Confessions d’un urinoir
Mêlant humour et érudition, Teodoro Gilabert livre une délicieuse autobiographie du fameux ready-made de Marcel Duchamp.
En 1917 à New York, la Société des artistes indépendants refuse d’exposer l’urinoir du Français Marcel Duchamp qui fait scandale. Cent ans plus tard, l’objet prend la parole pour raconter son destin exceptionnel, de sa naissance dans une manufacture de Trenton, New Jersey, à sa découverte par une petite fille alors qu’il est abandonné sous une pile de livres, au fin fond d‘une brocante, depuis des décennies…
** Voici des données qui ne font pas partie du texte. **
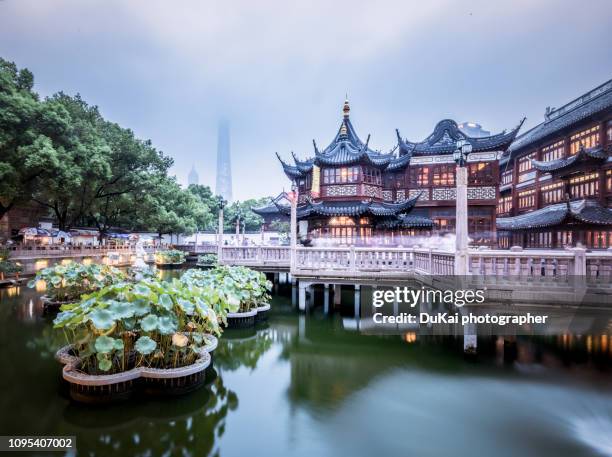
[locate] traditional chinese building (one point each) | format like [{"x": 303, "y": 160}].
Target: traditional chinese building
[
  {"x": 352, "y": 194},
  {"x": 556, "y": 179}
]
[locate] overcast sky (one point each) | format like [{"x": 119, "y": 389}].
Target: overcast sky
[{"x": 279, "y": 70}]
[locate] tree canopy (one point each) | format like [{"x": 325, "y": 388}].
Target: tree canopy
[{"x": 61, "y": 153}]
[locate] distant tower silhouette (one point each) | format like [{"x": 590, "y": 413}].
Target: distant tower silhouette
[
  {"x": 224, "y": 165},
  {"x": 193, "y": 177}
]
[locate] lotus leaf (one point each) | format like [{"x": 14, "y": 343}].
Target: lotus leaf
[
  {"x": 179, "y": 340},
  {"x": 104, "y": 362},
  {"x": 105, "y": 344},
  {"x": 102, "y": 319},
  {"x": 167, "y": 325},
  {"x": 149, "y": 323},
  {"x": 145, "y": 345},
  {"x": 121, "y": 310},
  {"x": 165, "y": 301}
]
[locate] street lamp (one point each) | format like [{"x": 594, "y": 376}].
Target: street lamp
[
  {"x": 462, "y": 150},
  {"x": 221, "y": 204},
  {"x": 293, "y": 198},
  {"x": 238, "y": 218}
]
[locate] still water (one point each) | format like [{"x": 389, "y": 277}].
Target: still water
[{"x": 307, "y": 385}]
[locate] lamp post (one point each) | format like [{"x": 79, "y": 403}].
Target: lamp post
[
  {"x": 238, "y": 217},
  {"x": 221, "y": 202},
  {"x": 293, "y": 198},
  {"x": 463, "y": 149}
]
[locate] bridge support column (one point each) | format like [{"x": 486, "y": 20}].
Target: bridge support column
[
  {"x": 326, "y": 298},
  {"x": 357, "y": 300},
  {"x": 337, "y": 294},
  {"x": 470, "y": 344},
  {"x": 302, "y": 296}
]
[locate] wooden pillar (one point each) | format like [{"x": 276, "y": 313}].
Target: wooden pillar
[
  {"x": 326, "y": 299},
  {"x": 603, "y": 141},
  {"x": 293, "y": 292},
  {"x": 302, "y": 296},
  {"x": 357, "y": 300},
  {"x": 337, "y": 294}
]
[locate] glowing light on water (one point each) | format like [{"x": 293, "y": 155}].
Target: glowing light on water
[
  {"x": 596, "y": 432},
  {"x": 410, "y": 337}
]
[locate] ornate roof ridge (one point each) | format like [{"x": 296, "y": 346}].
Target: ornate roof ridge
[
  {"x": 445, "y": 135},
  {"x": 588, "y": 104},
  {"x": 595, "y": 152},
  {"x": 586, "y": 210}
]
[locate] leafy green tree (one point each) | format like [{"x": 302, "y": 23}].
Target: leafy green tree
[
  {"x": 242, "y": 210},
  {"x": 26, "y": 151},
  {"x": 207, "y": 221}
]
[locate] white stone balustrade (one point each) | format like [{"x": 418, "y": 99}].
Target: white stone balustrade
[
  {"x": 66, "y": 252},
  {"x": 350, "y": 262}
]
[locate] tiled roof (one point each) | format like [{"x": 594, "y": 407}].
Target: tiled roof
[
  {"x": 589, "y": 104},
  {"x": 352, "y": 208},
  {"x": 444, "y": 138},
  {"x": 406, "y": 221},
  {"x": 586, "y": 211},
  {"x": 598, "y": 153},
  {"x": 345, "y": 149}
]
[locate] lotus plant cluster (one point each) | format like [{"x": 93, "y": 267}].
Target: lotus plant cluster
[
  {"x": 67, "y": 282},
  {"x": 8, "y": 266},
  {"x": 237, "y": 289},
  {"x": 207, "y": 259},
  {"x": 150, "y": 323},
  {"x": 169, "y": 257}
]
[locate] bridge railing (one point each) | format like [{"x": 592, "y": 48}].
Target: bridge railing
[
  {"x": 558, "y": 265},
  {"x": 255, "y": 255},
  {"x": 36, "y": 252}
]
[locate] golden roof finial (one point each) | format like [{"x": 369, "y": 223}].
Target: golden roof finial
[
  {"x": 346, "y": 109},
  {"x": 343, "y": 130}
]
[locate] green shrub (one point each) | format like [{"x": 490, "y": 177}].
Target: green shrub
[
  {"x": 207, "y": 259},
  {"x": 172, "y": 256},
  {"x": 68, "y": 282},
  {"x": 150, "y": 323}
]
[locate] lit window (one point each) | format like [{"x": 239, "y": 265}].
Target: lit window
[{"x": 587, "y": 138}]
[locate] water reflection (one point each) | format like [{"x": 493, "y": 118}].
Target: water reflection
[
  {"x": 184, "y": 426},
  {"x": 304, "y": 385}
]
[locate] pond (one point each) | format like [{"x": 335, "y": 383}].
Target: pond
[{"x": 308, "y": 385}]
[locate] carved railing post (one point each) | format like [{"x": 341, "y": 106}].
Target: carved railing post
[{"x": 579, "y": 261}]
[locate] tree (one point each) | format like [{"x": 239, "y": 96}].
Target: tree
[
  {"x": 209, "y": 200},
  {"x": 250, "y": 220},
  {"x": 26, "y": 151},
  {"x": 169, "y": 209}
]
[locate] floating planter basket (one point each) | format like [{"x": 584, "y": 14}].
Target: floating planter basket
[
  {"x": 88, "y": 388},
  {"x": 262, "y": 312},
  {"x": 241, "y": 320},
  {"x": 51, "y": 305},
  {"x": 169, "y": 266}
]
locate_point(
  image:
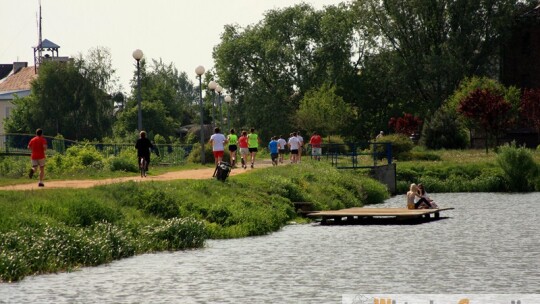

Auteur de quatre romans, d’une biographie romance d’Yves Klein (Outremer 1311, Arléa, 2013) et d’une thèse sur la géographie de l’art contemporain en France, Teodoro Gilabert mêle ici respect de l’histoire de l’art et liberté de la fiction pour donner vie à un urinoir hypersensible dans son réjouissant Fontaine, autobiographie de l’urinoir de Marcel Duchamp. Il se met avec humour à la place du fameux ready-made, imaginant ses états d’âme avec un plaisir communicatif.
Car son narrateur de faïence est susceptible, et pétri de questions existentielles. Il pose un regard candide sur le monde, qu’il va tenter de déchiffrer dans une grande solitude – et terriblement frustré de ne pouvoir s’exprimer, alors qu’il comprend deux langues ! C’est donc placé aux premières loges qu’on suit sa trajectoire et ses interrogations. « Marcel s’est emparé d’un pinceau et d’un pot de peinture noire et a écrit R. Mutt 1917 sur ma faïence blanche près du trou d’arrivée d’eau.Il me signait. » L’objet devient dès lors œuvre d’art, mais se vexe : R.Mutt n’est que la déformation du nom de son usine – la J.L. Mott Iron Works Company – et une allusion au personnage d’une bande dessinée populaire… De plus, il ne sera pas exposé : seule la photo prise par Alfred Stieglitz témoigne de son existence. La Fontaine originale a en effet disparu, et ce sont des répliques – ses « frères et sœurs » – qui hanteront les musées des années plus tard… L’urinoir, qui a l’esprit de famille, rêve d’ailleurs d’une grande réunion où tous retrouveraient leur père Marcel.
Lectures de Freud
Teodoro Gilabert l’imagine donc oublié dans une brocante, cache sous une montagne de livres. Avide de connaissances, il dévore notamment Sigmund Freud qui lui offre quelques pistes de réflexions sur son identité sexuelle – est-il mâle ou femelle ? – et sur son rapport à son père – pourquoi était-il si jaloux des ébats de ce coureur de jupons, auxquels il assistait malgré lui ? Mais le temps est long, les générations se succèdent, lecture et radio ne suffisent bientôt plus à ce pauvre ready-made qui attend d’être redécouvert…
Teodoro Gilabert pose sur l’univers de l’art contemporain un regard documenté et malicieux. Mais l’humour de son bref Fontaine n’empêche pas l’empathie. Rapide et directe, son écriture reflète la sincérité touchante de l’urinoir, cet enfant abandonné qui rêve de reconnaissance… Une fable audacieuse et réussie.